The people say the new world order is a conspiracy theory and at the same time talk about the "liberal world order" they are a part of.
They talk about "defending free speech" in one breath and promoting the limitation of speech they don't like with the other.

In a 2017 article German Finance Minister Wolfgang Schaeuble talked about the world order
>Europe must do more to defend liberal world order - Germany's Schaeuble
>"We have to improve our cooperation, we have to rely on our mutual trust," Schaeuble said at a ceremony where he was awarded the Henry A. Kissinger Prize by the former U.S. secretary of state personally.
>"We need to stick to our values, we need to be more convincing," said Schaeuble, a veteran member of Merkel's ruling conservatives.
>"If the United States is starting to take a skeptical view of its role as the guardian of global order – and we've already seen hints of this in recent years – then I would see this as a call to action directed at Europe, including Germany," he said.
>"That would be the end of our liberal world order.
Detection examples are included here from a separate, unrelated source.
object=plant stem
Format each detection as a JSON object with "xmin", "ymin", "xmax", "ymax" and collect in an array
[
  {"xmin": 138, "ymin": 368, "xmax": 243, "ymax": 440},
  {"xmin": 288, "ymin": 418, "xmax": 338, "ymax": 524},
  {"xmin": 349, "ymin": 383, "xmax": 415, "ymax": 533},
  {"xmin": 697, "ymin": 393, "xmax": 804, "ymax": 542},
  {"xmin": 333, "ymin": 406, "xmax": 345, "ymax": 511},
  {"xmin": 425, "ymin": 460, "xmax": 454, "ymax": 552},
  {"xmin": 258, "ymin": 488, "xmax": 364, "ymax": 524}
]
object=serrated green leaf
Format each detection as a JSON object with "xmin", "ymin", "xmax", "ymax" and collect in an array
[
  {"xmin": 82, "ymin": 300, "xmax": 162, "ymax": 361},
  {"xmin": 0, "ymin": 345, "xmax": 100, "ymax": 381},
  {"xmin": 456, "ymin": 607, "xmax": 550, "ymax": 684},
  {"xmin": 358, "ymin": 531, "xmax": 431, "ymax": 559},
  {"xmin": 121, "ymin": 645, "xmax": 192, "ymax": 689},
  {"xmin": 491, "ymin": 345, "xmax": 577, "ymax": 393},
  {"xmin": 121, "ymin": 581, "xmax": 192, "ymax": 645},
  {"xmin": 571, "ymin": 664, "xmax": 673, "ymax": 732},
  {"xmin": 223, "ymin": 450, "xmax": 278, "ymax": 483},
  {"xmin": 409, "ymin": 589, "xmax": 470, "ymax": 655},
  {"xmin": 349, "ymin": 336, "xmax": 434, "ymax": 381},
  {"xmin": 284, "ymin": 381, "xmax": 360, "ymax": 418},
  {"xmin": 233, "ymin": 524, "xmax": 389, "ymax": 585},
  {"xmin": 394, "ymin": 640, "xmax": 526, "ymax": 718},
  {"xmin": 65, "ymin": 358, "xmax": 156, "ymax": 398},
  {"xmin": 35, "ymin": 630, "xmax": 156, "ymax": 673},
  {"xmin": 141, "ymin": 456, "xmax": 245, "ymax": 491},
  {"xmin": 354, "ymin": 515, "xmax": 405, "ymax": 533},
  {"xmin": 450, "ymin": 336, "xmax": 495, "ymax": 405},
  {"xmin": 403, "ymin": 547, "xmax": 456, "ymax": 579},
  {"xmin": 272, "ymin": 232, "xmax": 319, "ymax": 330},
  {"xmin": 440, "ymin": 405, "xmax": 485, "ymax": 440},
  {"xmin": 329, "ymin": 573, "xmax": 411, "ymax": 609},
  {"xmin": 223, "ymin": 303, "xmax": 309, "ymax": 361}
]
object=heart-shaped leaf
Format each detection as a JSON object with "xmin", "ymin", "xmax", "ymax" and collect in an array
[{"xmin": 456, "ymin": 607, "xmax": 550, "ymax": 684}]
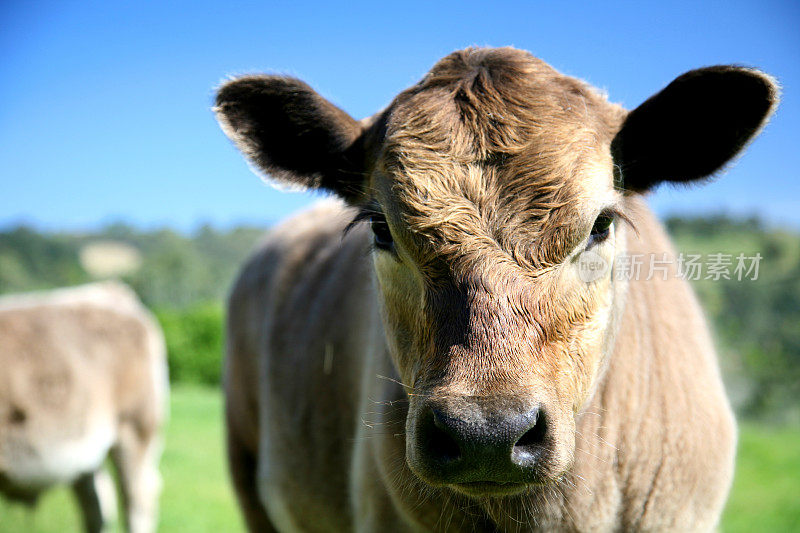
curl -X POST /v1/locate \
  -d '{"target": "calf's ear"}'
[611,65,779,192]
[219,76,364,201]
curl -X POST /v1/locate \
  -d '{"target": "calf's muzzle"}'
[409,397,547,494]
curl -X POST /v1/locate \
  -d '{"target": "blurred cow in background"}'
[0,282,168,533]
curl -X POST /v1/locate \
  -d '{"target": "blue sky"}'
[0,0,800,230]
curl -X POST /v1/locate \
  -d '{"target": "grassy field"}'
[0,385,244,533]
[0,386,800,533]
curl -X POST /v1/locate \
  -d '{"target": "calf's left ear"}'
[611,65,779,192]
[219,76,364,201]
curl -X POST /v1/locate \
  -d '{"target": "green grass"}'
[0,385,800,533]
[0,385,244,533]
[722,424,800,533]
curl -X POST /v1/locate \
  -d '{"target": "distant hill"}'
[0,224,266,307]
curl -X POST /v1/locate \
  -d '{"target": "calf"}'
[0,282,168,533]
[216,48,777,532]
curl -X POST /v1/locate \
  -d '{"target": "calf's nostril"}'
[432,411,461,463]
[514,412,547,451]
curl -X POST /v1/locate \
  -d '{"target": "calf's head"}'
[216,48,777,496]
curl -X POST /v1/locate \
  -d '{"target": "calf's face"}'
[216,49,777,496]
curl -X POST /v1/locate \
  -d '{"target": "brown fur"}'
[217,49,776,531]
[0,282,167,532]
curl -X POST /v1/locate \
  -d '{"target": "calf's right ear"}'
[611,65,779,192]
[219,76,364,201]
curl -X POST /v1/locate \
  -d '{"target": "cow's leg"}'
[111,424,161,533]
[228,424,277,533]
[72,468,117,533]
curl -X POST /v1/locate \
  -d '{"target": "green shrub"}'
[155,303,223,385]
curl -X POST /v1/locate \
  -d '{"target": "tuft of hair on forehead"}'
[372,48,625,272]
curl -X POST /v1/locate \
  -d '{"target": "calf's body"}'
[0,282,167,533]
[216,48,777,531]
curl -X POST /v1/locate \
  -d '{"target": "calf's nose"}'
[417,400,547,484]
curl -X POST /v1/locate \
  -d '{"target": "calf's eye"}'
[369,214,394,250]
[589,213,614,243]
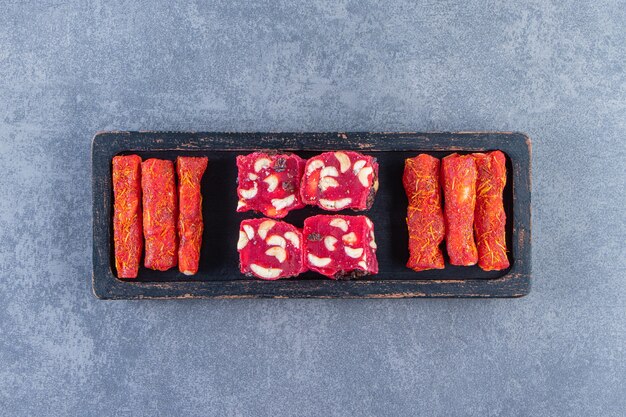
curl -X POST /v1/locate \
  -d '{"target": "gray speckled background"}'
[0,0,626,416]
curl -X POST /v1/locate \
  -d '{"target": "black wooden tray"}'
[92,132,531,299]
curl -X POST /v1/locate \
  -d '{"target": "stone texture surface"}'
[0,0,626,416]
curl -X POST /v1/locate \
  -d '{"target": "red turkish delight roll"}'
[441,154,478,266]
[473,151,509,271]
[302,215,378,279]
[237,152,305,218]
[300,151,378,211]
[403,154,445,271]
[237,219,306,280]
[141,159,178,271]
[176,156,209,275]
[113,155,143,278]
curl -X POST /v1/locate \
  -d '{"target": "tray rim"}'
[91,130,532,300]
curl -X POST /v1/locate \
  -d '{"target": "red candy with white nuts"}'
[237,152,305,219]
[302,215,378,279]
[237,219,306,280]
[300,151,378,211]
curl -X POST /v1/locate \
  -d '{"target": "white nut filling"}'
[352,159,367,175]
[307,253,331,268]
[265,246,287,263]
[359,167,374,187]
[250,264,283,279]
[368,231,378,249]
[335,152,350,174]
[268,231,287,249]
[259,220,276,239]
[243,224,254,240]
[272,194,296,210]
[285,232,300,249]
[341,232,356,245]
[254,158,272,172]
[318,177,339,191]
[324,236,337,252]
[263,174,278,193]
[319,197,352,210]
[239,182,259,200]
[306,159,324,175]
[343,246,363,259]
[237,230,250,250]
[320,167,339,178]
[329,218,348,232]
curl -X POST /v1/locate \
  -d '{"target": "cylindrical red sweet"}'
[113,155,143,278]
[402,154,445,271]
[473,151,509,271]
[176,156,209,275]
[441,154,478,266]
[141,158,178,271]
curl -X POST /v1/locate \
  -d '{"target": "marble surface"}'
[0,0,626,416]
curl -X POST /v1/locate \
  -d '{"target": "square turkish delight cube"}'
[237,152,306,219]
[300,151,378,211]
[237,218,306,280]
[302,215,378,279]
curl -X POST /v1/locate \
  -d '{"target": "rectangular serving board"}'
[92,132,531,299]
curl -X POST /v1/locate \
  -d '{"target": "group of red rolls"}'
[113,155,208,278]
[403,151,509,271]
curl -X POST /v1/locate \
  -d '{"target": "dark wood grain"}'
[92,132,531,299]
This order is still the best of all possible worlds, for ethical, political and economic reasons. And we want this order to keep moving forward, or at least not see it weakened," he said.
http://archive.is/onEir

>Flashes of anger, tears, and a promise: How Obama and world leaders privately reacted to Trump's election, as told by a former Obama adviser

>President Donald Trump's election left more than just a large portion of the US in shock. The outgoing President Barack Obama was equally rattled, as were some of America's closest international allies.
>In his memoir, "The World as It Is," Ben Rhodes, the former deputy national security adviser to Obama, talked about how Obama coped with knowing Trump would try to reverse much of what he had accomplished.
>At points, Obama questioned whether he and his advisers had miscalculated what Americans really wanted, the thing on which Trump bet his entire campaign: a focus on domestic policy over "empty cosmopolitan globalism."
>Obama urged Canadian Prime Minister Justin Trudeau to hold down the fort on policies they both championed. And German Chancellor Angela Merkel, who The Times said ran for another term in order to "defend the liberal international order" in the era of Trump, shed a tear in her final meeting with Obama - after which Obama sighed: "She's all alone," as a wave of populism permeated global politics on the heels of Brexit and Trump's election.
http://archive.is/s9KtV

>The first problem was that liberalism’s defenders oversold the product. We were told that if dictators kept falling and more states held free elections, defended free speech, implemented the rule of law, and adopted competitive markets, and joined the EU and/or NATO, then a vast “zone of peace” would be created, prosperity would spread, and any lingering political disagreements would be easily addressed within the framework of a liberal order.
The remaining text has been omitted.